Dès le lendemain du séisme, les habitants du Teil et de ses environs se sont mobilisés : ils ont aidé au déblaiement, ils ont fait don de meubles et de matériel, ils ont hébergé des sinistrés et versé de l’argent sur des cagnottes en ligne. Une solidarité telle que les locaux du Secours populaire local n’étaient pas assez grands pour stocker tout ce qui arrivait.
A Ambert, dans le Puy-de-Dôme, la gendarmerie est au cœur d’un même élan de solidarité depuis le 23 décembre dernier et le meurtre de trois de ses hommes par un forcené retranché dans sa maison à Saint-Just.
La compagnie reçoit des centaines de témoignages de soutien. « Tous les jours, des gens viennent nous dire « merci ». C’est chaleureux et ça permet d’avancer », reconnaît le commandant Fabrice Touioui. « Et moi, je remercie ces personnes pour tout l’amour qu’elles nous donnent ». Dans la boîte aux lettres de la caserne, une dizaine de cartes de condoléances arrive chaque jour.

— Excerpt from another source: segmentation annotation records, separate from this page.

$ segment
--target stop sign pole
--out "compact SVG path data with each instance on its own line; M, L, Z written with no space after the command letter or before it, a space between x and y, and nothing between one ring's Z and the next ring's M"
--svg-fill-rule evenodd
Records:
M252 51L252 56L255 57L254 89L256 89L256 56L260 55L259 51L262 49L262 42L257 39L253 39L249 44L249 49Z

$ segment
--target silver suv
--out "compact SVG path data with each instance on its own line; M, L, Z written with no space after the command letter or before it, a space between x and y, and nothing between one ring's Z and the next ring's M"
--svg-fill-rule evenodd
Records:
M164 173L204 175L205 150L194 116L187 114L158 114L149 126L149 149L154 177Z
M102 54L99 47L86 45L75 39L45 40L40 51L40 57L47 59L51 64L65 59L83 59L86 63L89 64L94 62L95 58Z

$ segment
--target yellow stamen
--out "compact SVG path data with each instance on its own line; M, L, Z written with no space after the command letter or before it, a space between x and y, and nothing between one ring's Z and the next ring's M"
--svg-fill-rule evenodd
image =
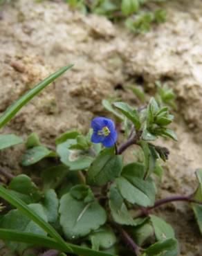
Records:
M107 126L104 126L102 127L102 130L100 130L98 131L98 134L100 136L104 136L105 137L108 136L108 135L110 134L110 131L109 128Z

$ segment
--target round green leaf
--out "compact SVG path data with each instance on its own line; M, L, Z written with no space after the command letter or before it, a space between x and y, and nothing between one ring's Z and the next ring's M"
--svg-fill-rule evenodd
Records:
M113 181L122 168L122 156L114 155L113 149L105 149L98 155L89 167L87 183L102 186Z
M59 208L60 225L67 239L73 239L88 235L107 221L105 210L96 201L84 203L65 194Z
M57 147L57 153L62 163L69 167L71 171L88 168L93 162L93 157L82 150L71 150L71 145L76 144L75 139L70 139Z

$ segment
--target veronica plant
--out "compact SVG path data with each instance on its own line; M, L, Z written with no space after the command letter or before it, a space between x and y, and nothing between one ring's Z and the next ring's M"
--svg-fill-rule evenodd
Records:
M64 0L71 8L80 10L84 13L92 12L104 15L113 21L124 20L131 32L144 33L152 26L165 21L165 9L149 10L151 2L164 0Z
M169 156L156 140L177 140L167 127L168 107L154 98L137 109L122 102L104 104L116 121L96 117L86 135L75 130L57 138L55 149L36 134L28 138L21 165L41 170L42 187L25 174L0 187L0 196L18 209L0 221L0 238L12 251L26 255L28 248L42 246L88 256L177 256L174 230L153 211L176 201L190 203L202 230L201 170L195 192L156 200L154 176L162 177L160 161ZM136 153L130 159L129 150ZM50 162L43 170L44 158Z

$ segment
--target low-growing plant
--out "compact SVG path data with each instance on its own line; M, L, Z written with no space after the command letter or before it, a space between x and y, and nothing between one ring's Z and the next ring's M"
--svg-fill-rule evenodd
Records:
M125 20L126 27L131 32L144 33L150 30L153 24L166 20L165 9L150 10L149 3L164 0L64 0L72 8L84 13L104 15L113 21Z
M40 169L39 186L25 174L0 186L0 196L17 208L4 209L0 219L0 238L8 248L21 255L38 246L86 256L177 256L174 230L154 210L178 201L190 203L202 232L202 170L191 194L156 199L160 161L169 156L157 139L177 140L167 127L174 116L164 104L174 103L173 93L160 84L158 90L156 100L138 109L104 100L116 122L95 117L87 134L73 130L57 138L55 149L43 145L35 133L28 136L21 165L42 168L46 158L47 167ZM16 112L9 109L0 124ZM135 153L130 158L129 150Z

Du Canada, de Belgique ou des Etats-Unis. « On répondra à tout le monde », promet la cheffe secrétaire Hélène Thiénot. « ça prendra le temps qu’il faudra, mais on le fera ».
Se reconstruire par le combat
Après la catastrophe, après les hommages et les commémorations, vient le temps du procès. Une étape difficile, qui vire souvent au combat pour la vérité et pour que les drames ne se reproduisent pas.
« Pour qu’ils ne soient pas morts pour rien », insiste souvent l’association des victimes du tunnel du Mont Blanc. C’est elle qui a mis en évidence la dangerosité des tunnels en Europe. Et qui a contraint les pouvoirs publics à revoir complètement la construction et la sécurité des ouvrages souterrains.
Autre combat exemplaire, celui de Jean-Claude Bourdais, qui a perdu son fils et sa belle-fille dans l’avalanche de Montroc, qui a emporté 12 vies et une vingtaine de chalets le 9 février 1999 à Chamonix.
Il a découvert que les permis de construire avaient été accordés alors même que le couloir d’avalanches était bien connu dans la vallée. Avec deux autres familles endeuillées, il crée l’AIRAP, l’association pour l’information sur les risques d’avalanches et leur prévention, et obtient, à force de batailles juridiques et administratives, deux grandes victoires : la mise en place d’un système d’alerte automatique des avalanches et la mise à jour de la cartographie des zones à risques. « C’est la raison d’être de nos actions que de faire en sorte qu’il n’y ait plus de drames » , se félicite Jean-Claude Bourdais.